In addition to the many things you should be writing, you need to write and respond via social media. Instead of devoting all your time to posting photos of your kitten, you need to connect with your audience. Sharing kitten posts may be a part of that, but you need to have an actual conversation.
Too often we forget that social media is…social. It is a conversation. Lecturing is not social. Having a two-way discussion is.
So how do you jump in and do that? It’s easy.
You can certainly share other people’s posts. But, you need to add a note explaining why you are sharing. If you share a photo of a crocodile, is it because you love crocodiles, or fear them, or breed them, or study them, or think they are funny?
Do keep in mind that search engines crawl social media. Pasting a link into a post accomplishes nothing. You are simply reposting exactly what has appeared elsewhere. Not adding some of your own contact can actually drive readers away from you. If you post a link to something else, with no further information, your reader is going to click on that link and leave your post, possibly never to return. So, why did you post it? Were you involved in some way? Were you hoping to drive your reader away?
It’s fine to post something out of the goodness of your heart, for absolutely no reason. We do it all the time.
But, you do need to focus most of your social media presence on conversations that relate to your business and, let’s make no mistake, writing is a business. Treat your posts like an advertisement for your business.
The social media side of the business can be time-consuming. And, yes, there’s an app for that. In fact, there are several.
Use a social media management application to schedule posts. Write content ahead of time and then intersperse it with other content, as it appears. At 108 pages, The Definitive Guide to Social Media is twice as long as a lot of things that pass for books these days, yet it is one of the best guides I have seen—and it is FREE.
There is never an excuse for your social media to appear to be out of date. There is even less excuse for it to actually be out of date. Use whatever tool you need to in order to keep posts fresh and current.
I have just started using Airtable’s Blog Editorial Calendar. I can plan out my writing schedule ahead of time and fill in content when I get a chance. I can schedule when I anticipate posting something. I added columns for the various streams I use so I can track where I will or have posted. Airtable understands attachments so I can attach images or text and not have to remember where I stored them and on which server. But, a spreadsheet would do just as well for something simple, basic and already on your computer. Basically, you just need a process.
Some sites use a gimmick [I am not using that word derogatorily]. I used to manage social media for a zoo and we had a “guess what animal this is” day once a week. We knew that we could draw people on that day. Even if they had not looked at our website since the previous week, they would come on that day for the fun.
There was no prize. Just interaction. And, parents often involved their children who would, of course, want to come to the zoo to see the animal in person!
Writing has the unique misfortune of not usually having a location. It does not lend itself well to Yelp! or TripAdvisor, unless you are writing about a location. But, you don’t need a location. You need a conversation.
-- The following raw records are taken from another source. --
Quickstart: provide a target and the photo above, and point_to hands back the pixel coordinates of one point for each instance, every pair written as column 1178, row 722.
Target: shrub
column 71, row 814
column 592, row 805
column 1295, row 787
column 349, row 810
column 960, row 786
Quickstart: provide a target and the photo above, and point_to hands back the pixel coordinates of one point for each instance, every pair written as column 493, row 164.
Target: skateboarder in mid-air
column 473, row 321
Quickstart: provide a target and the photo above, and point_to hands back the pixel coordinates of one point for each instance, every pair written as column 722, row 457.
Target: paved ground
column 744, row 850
A common hashtag currently in use is #writerwednesday. Should you participate? You can ride on the coattails of the likes of Huffington Post—but can your content compete with the Huf, or will it swallow you? Maybe you’re better off creating your own hashtag. You decide.
Writers are often shy. We would rather curl up with a book than be the life of the party. Usually. Most of us, anyway. But, SEO and social media should be second nature for us. It’s all just words and do we ever love words?